三胞胎啊,大齊立國百年,也沒聽說過誰家有過三胞胎啊。更被提還是這么出色的三胞胎了,他們府上這絕對是頭一份。
徐父徐母再不喜歡孩子,此時也面容柔和的招了三個小的到跟前。
三小的可不認生。
他們膽子更是大,因為被長安長平幾人帶上街去玩過,之后就每日都要求去街上玩耍。
索性他們剛剛開蒙,那時候每天的功課都非常稀少。瑾娘念著孩子們長大了要學習的東西多,不會像小時候這么無憂無慮,所以不過分的要求從不阻止,真是任憑他們在河州瘋狂。
小孩子都是最機靈的,感官也很敏銳。他們察覺到父母的放縱,察覺到百姓對他們的喜歡,拜年更加肆無忌憚。也因此,三胞胎現在有點……人厭狗憎。
徐父徐母可不如此覺得,他們看看乖乖行禮,奶聲奶氣問安的三個小家伙,笑的眼都瞇起來了。
這么好的孩子呀,拉出去多有面子,哎呦呦,這福娃娃似得,看著他們心里就喜歡。這要是能留在京城,一直讓他們瞧著,他們指不定多活幾年。
咦,留在京城……
徐父眼睛一轉,輕咳一聲,就指著徐二郎說,“你不在我們身邊,三郎還沒成親,膝下也無兒女,而翩翩這眼瞅著要嫁人了,我們兩老身邊更沒人伺候。這么著,你們這次回去河州,就把他們三個留下來,我和你娘替你們照看。”

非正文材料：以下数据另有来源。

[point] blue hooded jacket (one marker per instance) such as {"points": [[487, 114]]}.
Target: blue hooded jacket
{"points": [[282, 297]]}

三胞胎“花容失色”,差點扭頭跑向爹娘。不過他們機靈啊,他們可都是爹娘的心肝肉寶貝疙瘩,爹娘肯定不舍得把他們丟下的。尤其是娘,可是親口說過一天看不見他們就吃不下睡不著,他們可重要著呢,才不擔心被爹娘“舍棄”了。
三胞胎很穩得住,瑾娘……她也勉強穩的住,倒是徐二郎,眉尾一抽,想都沒想就一口拒絕,“父親和母親年紀大了,三胞胎還小,又調皮頑劣,怕給爹娘添麻煩,再勞累你們身體,就不把他們留下了。”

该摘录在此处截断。